Gli operai bocciano il piano aziendale per "ammorbidire" i 97 licenziamenti

Una tra le tante proteste degli ultimi mesi

Una tra le tante proteste degli ultimi mesi

Carugate (Milano), 19 luglio 2017 - Fumata nera in assemblea, gli operai della Ceme bocciano il pacchetto di misure proposto dall’azienda per ammorbidire gli effetti del licenziamento dei 97 dipendenti e la chiusura della fabbrica. Non convincono quelle 30 assunzioni promesse dai terzisti lombardi che erediteranno le commesse del colosso delle elettrovalvole di Carugate, i 15 trasferimenti in autunno nella sede di Trivolzio, nel Pavese, e l’outplacement, per il resto, cioè percorsi di ricollocamento pagati dalla proprietà. E’ la somma che fa il totale, avrebbe detto Totò e per i sindacati, «i conti non tornano».

«Qui siamo a 45 posizioni più o meno definite – spiega Andrea Ricci (Fim Cisl) – all’appello manca più della metà del personale». «Servono più garanzie», aggiunge dopo l’incontro con le maestranze. «Il percorso di riqualificazione non dà affatto la garanzia del posto», spiegano gli interessati. Parole che raccontano quanto sia lontano l’accordo, nonostante l’auspicio dei manager di «trovare presto la soluzione».

Il 24 le parti  incontrano al ministero dello Sviluppo Economico. Fim e Fiom ripeteranno la loro proposta: ritiro dei licenziamenti e ricorso agli ammortizzatori sociali. «Siamo disposti a rivedere gli orari di lavoro al ribasso, con annessi e connessi del caso». Ma Ceme ribadisce fuori dalle stanze della trattativa che «ha la necessità di riorganizzare e di esternalizzare l’attività per mantenere le quote di mercato». «Una minestra riscaldata» per gli operai che ricordano che «il marchio non è in crisi». I tagli annunciati a inizio giugno, arrivano a 11 mesi dall’ultima riorganizzazione che aveva visto 90 dipendenti del sito cittadino (molti dei quali in arrivo da Brugherio, chiusa l’anno scorso) costretti a sobbarcarsi ogni giorno 120 chilometri di pullman per timbrare il cartellino, anche se nello stabilimento della Bassa. È qui, oltreché a Tarquinia, nel Lazio, che l’industria metalmeccanica ha concentrato il grosso della manodopera: 500 addetti.

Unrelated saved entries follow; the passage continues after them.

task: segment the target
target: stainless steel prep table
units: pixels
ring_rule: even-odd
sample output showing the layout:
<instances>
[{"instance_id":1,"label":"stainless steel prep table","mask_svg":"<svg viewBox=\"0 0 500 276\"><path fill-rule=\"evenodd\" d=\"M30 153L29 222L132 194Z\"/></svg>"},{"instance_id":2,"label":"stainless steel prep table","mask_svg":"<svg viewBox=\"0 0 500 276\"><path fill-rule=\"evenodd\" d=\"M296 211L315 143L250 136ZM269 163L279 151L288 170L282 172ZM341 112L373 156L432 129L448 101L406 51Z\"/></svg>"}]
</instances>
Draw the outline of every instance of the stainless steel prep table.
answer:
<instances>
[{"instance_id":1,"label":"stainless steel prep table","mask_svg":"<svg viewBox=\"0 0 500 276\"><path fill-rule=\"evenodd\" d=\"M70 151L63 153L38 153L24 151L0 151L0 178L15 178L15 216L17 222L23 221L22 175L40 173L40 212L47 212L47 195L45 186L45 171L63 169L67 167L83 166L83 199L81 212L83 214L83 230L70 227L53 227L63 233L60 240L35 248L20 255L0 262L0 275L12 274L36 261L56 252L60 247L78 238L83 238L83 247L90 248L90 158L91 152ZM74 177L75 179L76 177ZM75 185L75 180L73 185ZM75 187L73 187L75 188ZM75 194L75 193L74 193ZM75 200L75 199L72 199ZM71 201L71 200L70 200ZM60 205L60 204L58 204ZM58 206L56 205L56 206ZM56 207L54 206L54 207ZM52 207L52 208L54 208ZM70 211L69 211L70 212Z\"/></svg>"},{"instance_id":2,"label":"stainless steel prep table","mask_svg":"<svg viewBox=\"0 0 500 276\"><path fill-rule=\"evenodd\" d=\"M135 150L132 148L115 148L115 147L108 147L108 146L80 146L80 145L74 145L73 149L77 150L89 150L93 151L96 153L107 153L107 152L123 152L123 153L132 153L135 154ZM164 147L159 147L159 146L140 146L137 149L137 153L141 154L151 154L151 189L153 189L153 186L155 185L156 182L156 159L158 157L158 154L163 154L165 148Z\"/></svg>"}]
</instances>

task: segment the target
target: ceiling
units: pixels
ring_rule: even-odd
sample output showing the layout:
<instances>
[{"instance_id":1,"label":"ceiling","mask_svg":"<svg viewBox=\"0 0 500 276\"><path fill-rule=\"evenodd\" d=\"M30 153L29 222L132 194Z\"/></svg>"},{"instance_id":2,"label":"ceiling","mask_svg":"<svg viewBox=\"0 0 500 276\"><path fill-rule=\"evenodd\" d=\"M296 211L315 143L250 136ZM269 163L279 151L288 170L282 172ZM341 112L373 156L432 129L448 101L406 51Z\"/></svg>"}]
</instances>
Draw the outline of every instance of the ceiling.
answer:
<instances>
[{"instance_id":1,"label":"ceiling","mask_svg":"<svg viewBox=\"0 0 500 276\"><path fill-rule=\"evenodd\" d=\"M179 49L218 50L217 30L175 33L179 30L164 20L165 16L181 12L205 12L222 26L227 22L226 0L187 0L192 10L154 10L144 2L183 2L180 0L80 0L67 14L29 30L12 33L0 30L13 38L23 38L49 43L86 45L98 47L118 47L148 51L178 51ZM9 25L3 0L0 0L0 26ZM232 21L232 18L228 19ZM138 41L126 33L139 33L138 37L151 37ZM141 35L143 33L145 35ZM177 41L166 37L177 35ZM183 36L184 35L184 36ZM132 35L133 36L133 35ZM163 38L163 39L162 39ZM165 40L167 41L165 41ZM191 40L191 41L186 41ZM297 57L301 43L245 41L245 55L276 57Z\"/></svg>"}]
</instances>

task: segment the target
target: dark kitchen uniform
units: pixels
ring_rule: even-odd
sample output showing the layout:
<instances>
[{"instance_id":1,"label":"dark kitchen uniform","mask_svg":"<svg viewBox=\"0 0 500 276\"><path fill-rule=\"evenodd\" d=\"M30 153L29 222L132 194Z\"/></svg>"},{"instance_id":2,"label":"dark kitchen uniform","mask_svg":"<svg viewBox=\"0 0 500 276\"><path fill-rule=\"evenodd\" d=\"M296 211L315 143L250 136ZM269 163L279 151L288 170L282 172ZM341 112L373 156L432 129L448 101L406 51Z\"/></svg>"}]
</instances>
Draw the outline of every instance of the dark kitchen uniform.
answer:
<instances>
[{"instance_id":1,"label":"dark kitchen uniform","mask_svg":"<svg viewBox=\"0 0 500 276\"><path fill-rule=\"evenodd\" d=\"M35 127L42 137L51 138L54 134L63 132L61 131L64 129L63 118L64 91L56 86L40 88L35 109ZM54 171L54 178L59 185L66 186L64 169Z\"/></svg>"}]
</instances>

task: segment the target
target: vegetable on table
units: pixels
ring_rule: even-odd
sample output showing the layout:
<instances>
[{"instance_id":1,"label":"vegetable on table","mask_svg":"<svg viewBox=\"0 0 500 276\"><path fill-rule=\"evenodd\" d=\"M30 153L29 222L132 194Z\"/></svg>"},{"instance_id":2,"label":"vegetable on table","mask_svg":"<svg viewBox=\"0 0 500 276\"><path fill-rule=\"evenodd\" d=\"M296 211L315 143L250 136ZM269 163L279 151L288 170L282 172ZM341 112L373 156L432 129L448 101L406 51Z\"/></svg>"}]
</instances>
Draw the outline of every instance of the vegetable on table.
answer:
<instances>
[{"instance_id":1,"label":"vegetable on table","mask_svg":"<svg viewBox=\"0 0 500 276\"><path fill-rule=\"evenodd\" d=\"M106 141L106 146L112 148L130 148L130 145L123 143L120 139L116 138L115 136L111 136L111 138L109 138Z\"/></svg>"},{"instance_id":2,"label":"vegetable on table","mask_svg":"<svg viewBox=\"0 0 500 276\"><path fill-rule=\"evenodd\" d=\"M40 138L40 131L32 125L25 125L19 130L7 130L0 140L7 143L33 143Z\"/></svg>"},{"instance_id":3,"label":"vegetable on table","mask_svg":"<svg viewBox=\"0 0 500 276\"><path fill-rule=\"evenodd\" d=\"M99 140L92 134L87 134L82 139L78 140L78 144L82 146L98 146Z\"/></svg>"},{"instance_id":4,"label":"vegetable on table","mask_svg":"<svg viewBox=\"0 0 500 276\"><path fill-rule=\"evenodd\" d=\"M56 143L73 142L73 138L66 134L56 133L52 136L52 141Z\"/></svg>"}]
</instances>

L’azienda spedisce più dell’85 per cento della propria produzione in 60 Paesi all’estero; i container dei suoi prodotti seguono tre direttrici: Europa, Asia e Nord America. Per le tute blu, invece, è partito il conto alla rovescia che li priverà dello stipendio. A meno di trovare l’accordo. Per arrivarci c’è tempo fino al 20 agosto. Ora, la palla passa a Roma.